Fuel Crisis: Petrol Prices Hit New 8-Year High Across UK

In the UK, fuel prices have hit their highest point in eight years, with petrol now costing 136.1p a litre.

According to new government figures, average petrol prices increased 0.91p a litre in a week from 135.19p last week to 136.1p on Tuesday. Meanwhile, the price of diesel jumped by 1.7p from 137.9p to 139.2p. The cost of fuel hasn’t hit these levels since September 2013, when petrol prices reached 135.9p. In October 2013, the cost of diesel sat at 139.15p. 

With fuel station stocks low or non-existent, any new stock will be bought at the higher wholesale levels. According to the Petrol Retailers Association (PRA), this will see pump prices rise by up to 3 per litre. 
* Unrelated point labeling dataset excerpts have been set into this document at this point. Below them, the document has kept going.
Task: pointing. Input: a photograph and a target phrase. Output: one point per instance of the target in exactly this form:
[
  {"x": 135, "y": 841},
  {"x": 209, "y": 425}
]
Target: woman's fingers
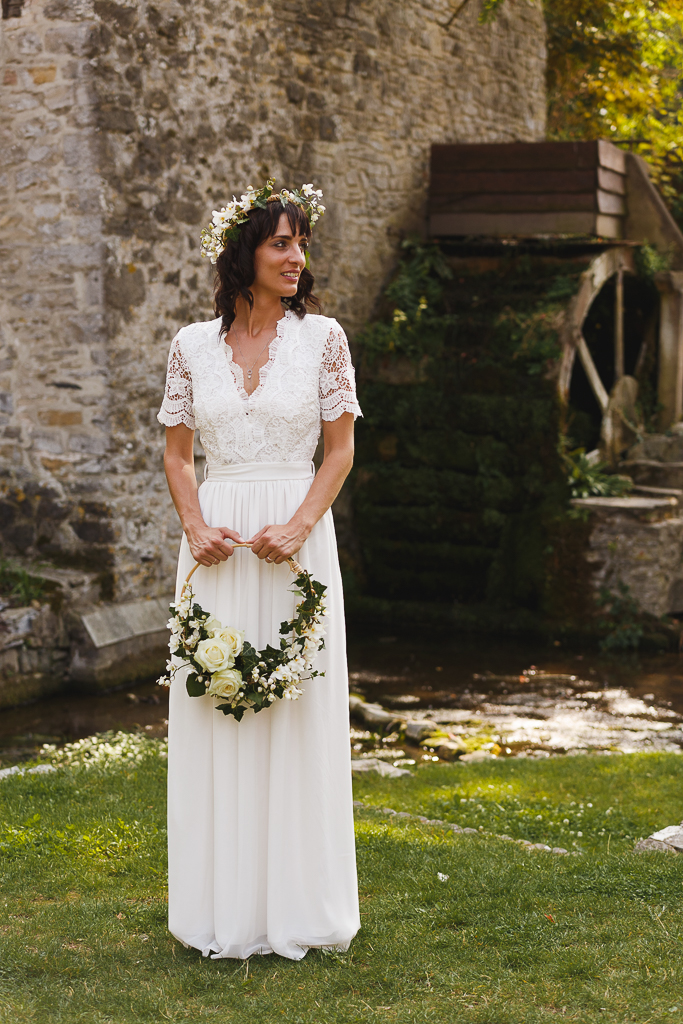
[{"x": 231, "y": 535}]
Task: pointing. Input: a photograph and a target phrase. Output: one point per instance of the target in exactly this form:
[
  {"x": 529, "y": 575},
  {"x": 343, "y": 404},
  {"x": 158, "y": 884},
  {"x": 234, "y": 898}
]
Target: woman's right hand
[{"x": 210, "y": 545}]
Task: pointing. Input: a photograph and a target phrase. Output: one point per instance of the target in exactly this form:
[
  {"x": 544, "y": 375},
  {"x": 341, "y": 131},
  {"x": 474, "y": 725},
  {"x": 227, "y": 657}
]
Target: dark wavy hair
[{"x": 235, "y": 266}]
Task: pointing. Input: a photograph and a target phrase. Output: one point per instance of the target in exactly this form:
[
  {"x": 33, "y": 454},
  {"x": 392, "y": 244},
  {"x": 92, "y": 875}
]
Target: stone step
[
  {"x": 660, "y": 448},
  {"x": 676, "y": 493},
  {"x": 652, "y": 473},
  {"x": 639, "y": 508}
]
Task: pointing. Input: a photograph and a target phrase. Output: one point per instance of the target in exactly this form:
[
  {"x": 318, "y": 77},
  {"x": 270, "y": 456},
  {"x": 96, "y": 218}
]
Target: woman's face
[{"x": 280, "y": 260}]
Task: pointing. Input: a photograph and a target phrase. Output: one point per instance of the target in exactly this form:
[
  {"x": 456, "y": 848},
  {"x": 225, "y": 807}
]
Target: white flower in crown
[{"x": 225, "y": 223}]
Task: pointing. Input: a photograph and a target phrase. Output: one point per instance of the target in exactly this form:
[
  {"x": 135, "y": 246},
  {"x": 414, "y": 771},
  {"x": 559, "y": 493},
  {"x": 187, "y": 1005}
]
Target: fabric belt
[{"x": 247, "y": 471}]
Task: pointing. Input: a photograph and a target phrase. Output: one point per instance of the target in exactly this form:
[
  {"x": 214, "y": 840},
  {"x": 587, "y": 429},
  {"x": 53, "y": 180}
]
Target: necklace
[{"x": 250, "y": 370}]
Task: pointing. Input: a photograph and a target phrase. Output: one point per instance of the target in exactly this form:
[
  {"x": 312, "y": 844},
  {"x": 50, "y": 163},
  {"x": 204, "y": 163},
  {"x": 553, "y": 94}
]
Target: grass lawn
[{"x": 510, "y": 937}]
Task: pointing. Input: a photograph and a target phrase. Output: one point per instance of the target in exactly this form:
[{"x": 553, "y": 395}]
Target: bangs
[
  {"x": 266, "y": 220},
  {"x": 298, "y": 220}
]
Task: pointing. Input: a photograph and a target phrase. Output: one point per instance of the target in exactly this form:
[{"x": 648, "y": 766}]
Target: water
[{"x": 521, "y": 695}]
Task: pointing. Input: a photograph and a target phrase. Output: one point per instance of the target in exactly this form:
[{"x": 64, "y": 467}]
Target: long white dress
[{"x": 260, "y": 824}]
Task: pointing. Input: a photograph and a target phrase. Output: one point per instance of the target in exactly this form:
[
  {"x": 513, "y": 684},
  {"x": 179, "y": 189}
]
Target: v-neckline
[{"x": 238, "y": 372}]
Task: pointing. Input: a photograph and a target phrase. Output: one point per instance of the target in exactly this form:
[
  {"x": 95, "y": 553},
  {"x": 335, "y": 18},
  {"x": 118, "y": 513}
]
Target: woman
[{"x": 261, "y": 852}]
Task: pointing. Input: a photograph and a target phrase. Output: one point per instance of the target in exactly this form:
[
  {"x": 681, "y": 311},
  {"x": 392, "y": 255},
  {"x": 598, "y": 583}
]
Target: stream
[{"x": 505, "y": 697}]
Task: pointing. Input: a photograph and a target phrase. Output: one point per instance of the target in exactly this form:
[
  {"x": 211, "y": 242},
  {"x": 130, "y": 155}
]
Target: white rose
[
  {"x": 233, "y": 638},
  {"x": 214, "y": 654},
  {"x": 225, "y": 683}
]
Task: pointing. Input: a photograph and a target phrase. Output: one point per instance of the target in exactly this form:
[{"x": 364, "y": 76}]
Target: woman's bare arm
[
  {"x": 278, "y": 543},
  {"x": 208, "y": 545}
]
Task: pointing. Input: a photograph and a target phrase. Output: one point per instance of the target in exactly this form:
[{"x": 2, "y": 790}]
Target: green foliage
[
  {"x": 20, "y": 587},
  {"x": 508, "y": 936},
  {"x": 589, "y": 479},
  {"x": 458, "y": 480},
  {"x": 489, "y": 10},
  {"x": 622, "y": 621},
  {"x": 650, "y": 261},
  {"x": 414, "y": 324},
  {"x": 615, "y": 71}
]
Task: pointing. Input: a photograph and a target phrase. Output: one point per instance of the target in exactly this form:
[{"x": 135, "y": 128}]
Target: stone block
[{"x": 122, "y": 643}]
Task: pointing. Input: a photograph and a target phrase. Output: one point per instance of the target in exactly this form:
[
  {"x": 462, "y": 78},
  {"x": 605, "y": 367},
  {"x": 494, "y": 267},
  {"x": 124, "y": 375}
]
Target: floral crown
[{"x": 226, "y": 223}]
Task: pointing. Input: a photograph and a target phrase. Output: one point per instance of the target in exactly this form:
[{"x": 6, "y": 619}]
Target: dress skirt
[{"x": 260, "y": 819}]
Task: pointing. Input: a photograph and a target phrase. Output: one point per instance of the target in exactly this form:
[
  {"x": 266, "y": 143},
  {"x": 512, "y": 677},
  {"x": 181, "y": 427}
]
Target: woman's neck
[{"x": 263, "y": 316}]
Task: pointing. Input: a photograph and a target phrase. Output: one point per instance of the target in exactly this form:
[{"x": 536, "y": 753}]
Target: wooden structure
[
  {"x": 590, "y": 189},
  {"x": 528, "y": 188}
]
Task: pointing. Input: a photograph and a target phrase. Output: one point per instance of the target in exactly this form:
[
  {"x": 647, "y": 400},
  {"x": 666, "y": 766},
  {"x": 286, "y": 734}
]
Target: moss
[{"x": 460, "y": 494}]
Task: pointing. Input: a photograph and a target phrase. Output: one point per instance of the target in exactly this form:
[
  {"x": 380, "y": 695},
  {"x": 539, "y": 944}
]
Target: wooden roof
[{"x": 528, "y": 188}]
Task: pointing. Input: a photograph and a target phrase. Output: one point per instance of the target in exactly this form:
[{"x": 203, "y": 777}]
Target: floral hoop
[{"x": 225, "y": 666}]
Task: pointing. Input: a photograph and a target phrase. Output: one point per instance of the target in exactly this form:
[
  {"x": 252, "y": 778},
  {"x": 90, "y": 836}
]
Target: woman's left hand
[{"x": 276, "y": 544}]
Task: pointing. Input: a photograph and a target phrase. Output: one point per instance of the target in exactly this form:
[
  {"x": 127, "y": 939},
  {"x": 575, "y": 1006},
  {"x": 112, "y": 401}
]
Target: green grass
[{"x": 511, "y": 937}]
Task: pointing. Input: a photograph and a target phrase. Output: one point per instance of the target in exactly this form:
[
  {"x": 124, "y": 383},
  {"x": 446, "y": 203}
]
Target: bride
[{"x": 260, "y": 824}]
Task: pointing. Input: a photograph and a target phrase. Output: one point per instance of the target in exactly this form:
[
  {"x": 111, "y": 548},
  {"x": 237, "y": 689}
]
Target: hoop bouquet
[{"x": 223, "y": 665}]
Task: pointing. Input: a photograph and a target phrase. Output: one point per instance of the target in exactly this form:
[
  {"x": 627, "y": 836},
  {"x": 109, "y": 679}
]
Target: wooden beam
[
  {"x": 526, "y": 156},
  {"x": 619, "y": 326},
  {"x": 521, "y": 224},
  {"x": 517, "y": 203},
  {"x": 592, "y": 374},
  {"x": 455, "y": 182}
]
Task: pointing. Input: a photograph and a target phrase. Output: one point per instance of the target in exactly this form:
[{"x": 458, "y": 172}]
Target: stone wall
[{"x": 123, "y": 125}]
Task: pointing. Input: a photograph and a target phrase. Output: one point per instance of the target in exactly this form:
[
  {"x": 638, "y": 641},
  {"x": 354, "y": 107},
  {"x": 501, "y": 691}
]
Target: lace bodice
[{"x": 308, "y": 378}]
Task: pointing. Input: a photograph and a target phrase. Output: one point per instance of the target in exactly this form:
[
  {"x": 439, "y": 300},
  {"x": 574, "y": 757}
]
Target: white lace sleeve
[
  {"x": 177, "y": 404},
  {"x": 337, "y": 378}
]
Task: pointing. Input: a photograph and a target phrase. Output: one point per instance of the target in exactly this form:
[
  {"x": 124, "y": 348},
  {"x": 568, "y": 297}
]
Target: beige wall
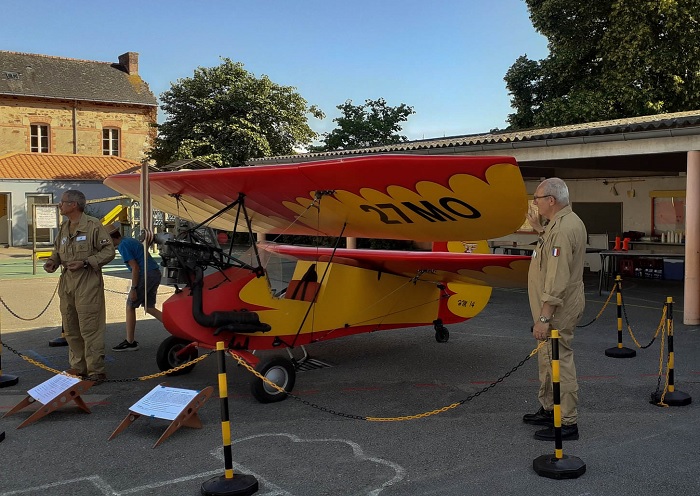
[{"x": 135, "y": 123}]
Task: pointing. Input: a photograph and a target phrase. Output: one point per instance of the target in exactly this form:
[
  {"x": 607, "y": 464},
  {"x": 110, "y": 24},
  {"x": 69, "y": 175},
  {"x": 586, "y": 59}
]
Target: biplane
[{"x": 329, "y": 292}]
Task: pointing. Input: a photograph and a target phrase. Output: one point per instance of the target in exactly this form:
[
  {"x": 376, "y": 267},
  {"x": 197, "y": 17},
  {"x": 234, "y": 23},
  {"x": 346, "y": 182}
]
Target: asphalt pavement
[{"x": 320, "y": 443}]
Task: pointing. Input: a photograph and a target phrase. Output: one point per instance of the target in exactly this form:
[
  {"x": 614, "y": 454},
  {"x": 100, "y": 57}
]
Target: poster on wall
[{"x": 46, "y": 216}]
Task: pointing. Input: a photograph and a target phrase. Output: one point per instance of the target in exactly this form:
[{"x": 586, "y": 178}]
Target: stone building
[
  {"x": 60, "y": 105},
  {"x": 66, "y": 123}
]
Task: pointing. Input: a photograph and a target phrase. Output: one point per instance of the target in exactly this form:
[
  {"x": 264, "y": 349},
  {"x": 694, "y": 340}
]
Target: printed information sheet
[
  {"x": 48, "y": 390},
  {"x": 164, "y": 402}
]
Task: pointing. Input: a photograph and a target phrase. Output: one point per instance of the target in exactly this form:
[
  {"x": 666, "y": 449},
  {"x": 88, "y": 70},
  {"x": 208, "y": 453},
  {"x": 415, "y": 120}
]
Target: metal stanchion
[
  {"x": 619, "y": 351},
  {"x": 559, "y": 465},
  {"x": 6, "y": 380},
  {"x": 229, "y": 484},
  {"x": 671, "y": 396}
]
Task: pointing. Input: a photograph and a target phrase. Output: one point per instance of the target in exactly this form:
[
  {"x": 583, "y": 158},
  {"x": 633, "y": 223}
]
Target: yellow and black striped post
[
  {"x": 619, "y": 351},
  {"x": 671, "y": 397},
  {"x": 229, "y": 483},
  {"x": 559, "y": 465},
  {"x": 5, "y": 379}
]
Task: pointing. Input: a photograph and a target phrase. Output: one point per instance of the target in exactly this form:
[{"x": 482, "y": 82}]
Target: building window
[
  {"x": 110, "y": 141},
  {"x": 39, "y": 138}
]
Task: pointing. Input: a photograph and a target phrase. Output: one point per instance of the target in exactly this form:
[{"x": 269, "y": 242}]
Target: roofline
[
  {"x": 80, "y": 99},
  {"x": 634, "y": 128}
]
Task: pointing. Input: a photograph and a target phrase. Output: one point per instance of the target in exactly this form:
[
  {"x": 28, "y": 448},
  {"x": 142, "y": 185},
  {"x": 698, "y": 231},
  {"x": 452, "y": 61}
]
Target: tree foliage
[
  {"x": 608, "y": 59},
  {"x": 362, "y": 126},
  {"x": 224, "y": 115}
]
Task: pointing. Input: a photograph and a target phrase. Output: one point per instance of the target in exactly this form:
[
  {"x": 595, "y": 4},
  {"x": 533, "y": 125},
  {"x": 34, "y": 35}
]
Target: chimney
[{"x": 130, "y": 62}]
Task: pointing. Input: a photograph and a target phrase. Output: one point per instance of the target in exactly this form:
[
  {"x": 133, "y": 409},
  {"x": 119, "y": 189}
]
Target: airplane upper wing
[
  {"x": 503, "y": 271},
  {"x": 422, "y": 198}
]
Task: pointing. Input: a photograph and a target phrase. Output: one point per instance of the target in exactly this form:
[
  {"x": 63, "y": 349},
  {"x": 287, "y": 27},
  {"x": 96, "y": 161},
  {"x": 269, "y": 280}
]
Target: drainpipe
[{"x": 75, "y": 127}]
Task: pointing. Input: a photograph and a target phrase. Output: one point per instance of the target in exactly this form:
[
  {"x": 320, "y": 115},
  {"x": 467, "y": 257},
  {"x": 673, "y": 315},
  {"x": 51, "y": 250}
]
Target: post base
[
  {"x": 58, "y": 342},
  {"x": 675, "y": 398},
  {"x": 7, "y": 380},
  {"x": 620, "y": 353},
  {"x": 568, "y": 467},
  {"x": 239, "y": 484}
]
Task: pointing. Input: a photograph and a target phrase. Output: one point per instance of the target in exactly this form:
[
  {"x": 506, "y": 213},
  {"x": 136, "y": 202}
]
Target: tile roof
[
  {"x": 53, "y": 166},
  {"x": 589, "y": 131},
  {"x": 43, "y": 76}
]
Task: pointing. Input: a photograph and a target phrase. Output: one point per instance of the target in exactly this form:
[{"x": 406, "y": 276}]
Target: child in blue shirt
[{"x": 131, "y": 252}]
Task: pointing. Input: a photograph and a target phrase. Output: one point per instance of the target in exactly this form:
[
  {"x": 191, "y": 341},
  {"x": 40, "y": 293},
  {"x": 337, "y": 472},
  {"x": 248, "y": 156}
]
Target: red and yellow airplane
[{"x": 332, "y": 292}]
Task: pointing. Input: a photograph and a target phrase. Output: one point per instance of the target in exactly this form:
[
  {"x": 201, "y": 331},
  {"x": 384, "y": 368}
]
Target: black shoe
[
  {"x": 568, "y": 433},
  {"x": 540, "y": 417}
]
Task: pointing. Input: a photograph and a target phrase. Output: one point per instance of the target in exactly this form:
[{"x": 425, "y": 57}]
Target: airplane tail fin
[{"x": 462, "y": 246}]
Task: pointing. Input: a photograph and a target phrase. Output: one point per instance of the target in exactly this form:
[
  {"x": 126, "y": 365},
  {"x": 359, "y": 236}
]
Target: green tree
[
  {"x": 224, "y": 115},
  {"x": 362, "y": 126},
  {"x": 608, "y": 59}
]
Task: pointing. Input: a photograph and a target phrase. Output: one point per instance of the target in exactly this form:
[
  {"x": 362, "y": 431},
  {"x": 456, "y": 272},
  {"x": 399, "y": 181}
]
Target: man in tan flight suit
[
  {"x": 81, "y": 248},
  {"x": 555, "y": 289}
]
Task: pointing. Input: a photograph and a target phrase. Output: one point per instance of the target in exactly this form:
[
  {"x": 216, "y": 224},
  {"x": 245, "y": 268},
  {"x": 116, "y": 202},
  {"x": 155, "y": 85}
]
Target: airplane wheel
[
  {"x": 442, "y": 335},
  {"x": 167, "y": 358},
  {"x": 278, "y": 370}
]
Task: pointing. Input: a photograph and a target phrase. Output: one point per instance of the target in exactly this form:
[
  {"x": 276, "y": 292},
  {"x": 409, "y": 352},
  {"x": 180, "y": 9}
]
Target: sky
[{"x": 444, "y": 58}]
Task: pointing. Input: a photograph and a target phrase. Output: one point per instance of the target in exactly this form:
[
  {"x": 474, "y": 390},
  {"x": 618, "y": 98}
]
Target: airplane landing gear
[
  {"x": 442, "y": 335},
  {"x": 278, "y": 370}
]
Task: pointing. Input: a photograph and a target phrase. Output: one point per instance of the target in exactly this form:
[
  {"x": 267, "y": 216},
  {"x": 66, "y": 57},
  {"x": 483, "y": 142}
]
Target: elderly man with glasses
[
  {"x": 81, "y": 248},
  {"x": 555, "y": 289}
]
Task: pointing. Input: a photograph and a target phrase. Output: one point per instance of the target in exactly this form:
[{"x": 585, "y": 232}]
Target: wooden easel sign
[
  {"x": 168, "y": 403},
  {"x": 53, "y": 394}
]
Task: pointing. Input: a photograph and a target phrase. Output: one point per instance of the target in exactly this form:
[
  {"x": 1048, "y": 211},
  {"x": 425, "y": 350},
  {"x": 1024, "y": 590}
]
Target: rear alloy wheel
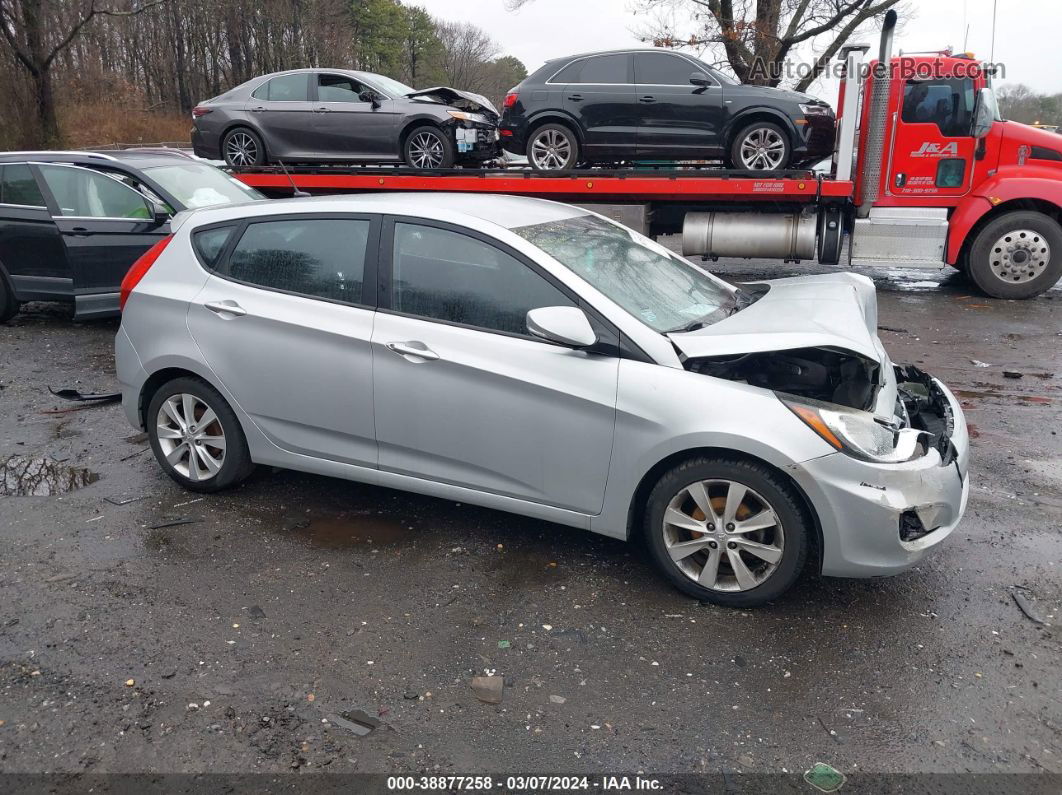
[
  {"x": 726, "y": 532},
  {"x": 428, "y": 148},
  {"x": 552, "y": 148},
  {"x": 760, "y": 147},
  {"x": 242, "y": 147},
  {"x": 1016, "y": 256},
  {"x": 197, "y": 437}
]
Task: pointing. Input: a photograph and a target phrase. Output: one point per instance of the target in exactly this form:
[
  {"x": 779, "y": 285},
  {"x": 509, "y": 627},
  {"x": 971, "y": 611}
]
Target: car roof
[{"x": 463, "y": 208}]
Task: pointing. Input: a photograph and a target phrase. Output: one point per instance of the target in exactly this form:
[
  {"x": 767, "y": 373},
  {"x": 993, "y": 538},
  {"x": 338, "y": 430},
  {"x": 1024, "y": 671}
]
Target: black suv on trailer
[
  {"x": 71, "y": 223},
  {"x": 658, "y": 104}
]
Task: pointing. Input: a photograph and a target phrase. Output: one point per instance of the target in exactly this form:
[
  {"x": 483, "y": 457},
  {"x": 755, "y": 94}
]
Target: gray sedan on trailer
[
  {"x": 537, "y": 358},
  {"x": 336, "y": 115}
]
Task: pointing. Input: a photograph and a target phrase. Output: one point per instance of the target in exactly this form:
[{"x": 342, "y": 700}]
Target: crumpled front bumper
[{"x": 860, "y": 505}]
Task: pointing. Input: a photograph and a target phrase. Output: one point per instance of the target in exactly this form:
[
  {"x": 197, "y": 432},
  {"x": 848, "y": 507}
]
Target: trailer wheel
[
  {"x": 760, "y": 147},
  {"x": 1016, "y": 256}
]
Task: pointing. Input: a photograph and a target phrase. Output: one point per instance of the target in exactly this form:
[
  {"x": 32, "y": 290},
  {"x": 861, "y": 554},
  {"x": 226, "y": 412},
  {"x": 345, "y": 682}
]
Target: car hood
[
  {"x": 462, "y": 100},
  {"x": 827, "y": 311}
]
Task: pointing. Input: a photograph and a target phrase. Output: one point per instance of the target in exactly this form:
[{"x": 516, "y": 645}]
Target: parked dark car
[
  {"x": 72, "y": 223},
  {"x": 333, "y": 115},
  {"x": 658, "y": 104}
]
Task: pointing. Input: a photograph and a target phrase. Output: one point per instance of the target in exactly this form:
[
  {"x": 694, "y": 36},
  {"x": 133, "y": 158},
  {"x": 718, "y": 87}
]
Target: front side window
[
  {"x": 18, "y": 186},
  {"x": 85, "y": 193},
  {"x": 655, "y": 286},
  {"x": 661, "y": 69},
  {"x": 285, "y": 88},
  {"x": 948, "y": 103},
  {"x": 339, "y": 88},
  {"x": 448, "y": 276},
  {"x": 322, "y": 258}
]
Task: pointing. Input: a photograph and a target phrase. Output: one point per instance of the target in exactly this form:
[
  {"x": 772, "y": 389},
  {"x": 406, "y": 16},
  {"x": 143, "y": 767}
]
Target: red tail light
[{"x": 140, "y": 269}]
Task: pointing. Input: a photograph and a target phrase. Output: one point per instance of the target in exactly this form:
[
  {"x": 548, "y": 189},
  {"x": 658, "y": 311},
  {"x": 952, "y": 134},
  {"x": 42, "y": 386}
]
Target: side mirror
[
  {"x": 983, "y": 113},
  {"x": 563, "y": 325}
]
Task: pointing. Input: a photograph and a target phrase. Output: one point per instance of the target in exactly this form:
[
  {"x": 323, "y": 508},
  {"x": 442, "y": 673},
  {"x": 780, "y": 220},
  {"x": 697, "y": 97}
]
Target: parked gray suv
[{"x": 333, "y": 115}]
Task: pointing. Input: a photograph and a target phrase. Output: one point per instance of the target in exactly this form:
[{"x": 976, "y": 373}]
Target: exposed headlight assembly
[
  {"x": 856, "y": 433},
  {"x": 815, "y": 109}
]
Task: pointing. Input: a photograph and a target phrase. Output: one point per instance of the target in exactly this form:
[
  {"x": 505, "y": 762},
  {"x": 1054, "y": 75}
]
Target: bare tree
[{"x": 37, "y": 34}]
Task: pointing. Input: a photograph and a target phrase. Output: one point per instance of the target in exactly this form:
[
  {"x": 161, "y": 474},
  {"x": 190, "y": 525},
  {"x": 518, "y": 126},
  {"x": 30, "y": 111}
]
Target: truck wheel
[
  {"x": 1016, "y": 256},
  {"x": 9, "y": 307},
  {"x": 429, "y": 148},
  {"x": 760, "y": 147},
  {"x": 729, "y": 532},
  {"x": 552, "y": 148}
]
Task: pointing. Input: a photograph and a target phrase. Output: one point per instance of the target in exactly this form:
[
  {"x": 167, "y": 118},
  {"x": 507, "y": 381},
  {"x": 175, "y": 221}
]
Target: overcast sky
[{"x": 1027, "y": 31}]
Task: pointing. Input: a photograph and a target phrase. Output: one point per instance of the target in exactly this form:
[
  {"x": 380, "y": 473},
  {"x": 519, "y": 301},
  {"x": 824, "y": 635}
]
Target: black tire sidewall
[
  {"x": 979, "y": 268},
  {"x": 259, "y": 160},
  {"x": 761, "y": 480},
  {"x": 572, "y": 138},
  {"x": 735, "y": 150},
  {"x": 449, "y": 151},
  {"x": 237, "y": 465}
]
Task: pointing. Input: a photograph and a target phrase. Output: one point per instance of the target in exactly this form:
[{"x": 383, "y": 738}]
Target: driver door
[{"x": 105, "y": 226}]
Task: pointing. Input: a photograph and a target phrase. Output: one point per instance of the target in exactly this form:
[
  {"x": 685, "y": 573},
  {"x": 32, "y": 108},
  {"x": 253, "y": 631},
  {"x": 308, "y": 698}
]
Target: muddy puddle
[
  {"x": 36, "y": 476},
  {"x": 352, "y": 531}
]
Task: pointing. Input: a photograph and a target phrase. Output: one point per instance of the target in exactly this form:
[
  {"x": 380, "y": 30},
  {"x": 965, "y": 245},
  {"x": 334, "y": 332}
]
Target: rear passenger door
[
  {"x": 599, "y": 93},
  {"x": 31, "y": 247},
  {"x": 285, "y": 321},
  {"x": 105, "y": 226},
  {"x": 465, "y": 395}
]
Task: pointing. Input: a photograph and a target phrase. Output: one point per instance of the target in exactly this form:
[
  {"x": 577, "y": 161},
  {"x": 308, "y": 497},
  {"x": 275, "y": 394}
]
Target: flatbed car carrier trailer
[{"x": 925, "y": 173}]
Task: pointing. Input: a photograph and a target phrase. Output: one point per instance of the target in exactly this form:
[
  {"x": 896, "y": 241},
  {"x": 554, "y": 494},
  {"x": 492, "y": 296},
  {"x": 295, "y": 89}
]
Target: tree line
[{"x": 70, "y": 69}]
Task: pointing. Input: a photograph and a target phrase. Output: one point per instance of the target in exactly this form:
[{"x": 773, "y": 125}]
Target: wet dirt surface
[{"x": 277, "y": 621}]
The PRA emphasised that the rises are not “gouging” or “profiteering” by retailers during the ongoing fuel crisis. They are simply “the result of global factors converging at the same time.”

The price of Brent Crude oil has increased by over 50% this year, a rise which has been exacerbated by the recent weakening of the pound sterling against the US dollar. The rising cost of petrol also follows periods of consumer panic buying, which saw petrol stations across the UK inundated by queues. 

On top of this, the HGV driver shortage in the country is also adding to the problem, with new supplies of fuel now taking longer to be delivered. On Monday, the government deployed the army to help send new supplies to fuel stations around the country. 

London and the South East of the country appear to be the areas worst-affected by the ongoing fuel crisis.